Akibatnya, ribuan warga yang tinggal di wilayah selatan kehilangan akses air minum.
Waduk yang hancur memasok air ke daerah Bemani dan Kouhestak di Kota Sirik, Provinsi Hormozgan.
Otoritas setempat mengatakan, kedua waduk itu mampu menampung 2.500 meter kubik.
Dalam keadaan normal, air waduk berperan penting dalam memenuhi kebutuhan minum warga.
Saat ini, hampir 20 ribu warga kehilangan akses air minum di tengah gelombang panas yang mencapai 45-50 derajat Celcius.
Adapun kerugian akibat hancurnya dua waduk tersebut diperkirakan mencapai Rp 260 miliar.
Otoritas setempat memperingatkan bahwa perbaikan infrastruktur air itu membutuhkan waktu lama.

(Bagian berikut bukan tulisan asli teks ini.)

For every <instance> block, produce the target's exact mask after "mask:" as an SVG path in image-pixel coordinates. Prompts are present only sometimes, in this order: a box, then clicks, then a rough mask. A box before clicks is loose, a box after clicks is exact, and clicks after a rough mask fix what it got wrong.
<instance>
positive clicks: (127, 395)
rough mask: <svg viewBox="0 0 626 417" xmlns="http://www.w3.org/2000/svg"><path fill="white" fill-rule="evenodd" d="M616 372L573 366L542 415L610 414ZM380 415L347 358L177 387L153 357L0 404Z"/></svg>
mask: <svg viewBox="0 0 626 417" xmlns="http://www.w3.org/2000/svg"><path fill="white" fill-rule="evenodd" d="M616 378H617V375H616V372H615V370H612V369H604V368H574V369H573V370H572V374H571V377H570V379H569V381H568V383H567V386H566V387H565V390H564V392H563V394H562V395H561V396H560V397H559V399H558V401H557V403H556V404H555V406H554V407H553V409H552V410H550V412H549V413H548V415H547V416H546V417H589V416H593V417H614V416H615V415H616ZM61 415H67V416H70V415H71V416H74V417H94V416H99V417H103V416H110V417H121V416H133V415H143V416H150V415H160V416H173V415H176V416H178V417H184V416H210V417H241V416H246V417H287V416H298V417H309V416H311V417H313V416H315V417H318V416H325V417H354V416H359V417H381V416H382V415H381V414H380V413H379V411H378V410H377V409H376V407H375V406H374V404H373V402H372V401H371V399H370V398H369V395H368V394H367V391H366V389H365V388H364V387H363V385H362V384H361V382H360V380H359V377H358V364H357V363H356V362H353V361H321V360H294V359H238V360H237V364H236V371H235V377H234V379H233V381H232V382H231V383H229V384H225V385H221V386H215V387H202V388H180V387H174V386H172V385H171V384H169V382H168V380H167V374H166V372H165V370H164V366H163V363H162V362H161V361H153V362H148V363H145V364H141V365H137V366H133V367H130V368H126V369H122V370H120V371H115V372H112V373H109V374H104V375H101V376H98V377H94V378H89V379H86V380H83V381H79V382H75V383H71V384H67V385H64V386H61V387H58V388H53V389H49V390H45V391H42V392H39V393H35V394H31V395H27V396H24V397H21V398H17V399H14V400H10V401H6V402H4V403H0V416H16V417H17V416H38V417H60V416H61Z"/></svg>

Untuk sementara, tim darurat membantu penduduk dengan cara menyediakan air melalui truk tanki atau memasang pompa alternatif.
Sebelumnya, proyektil menghantam Pulau Qeshm dan Provinsi Hormozgan di selatan Iran.
AS mengakui bahwa pihaknya meluncurkan serangan untuk membalas Iran atas penembakan helikopternya.
Iran yang tidak terima kemudian menyerang balik dengan menargetkan pangkalan AS di Yordania, Bahrain, dan Kuwait.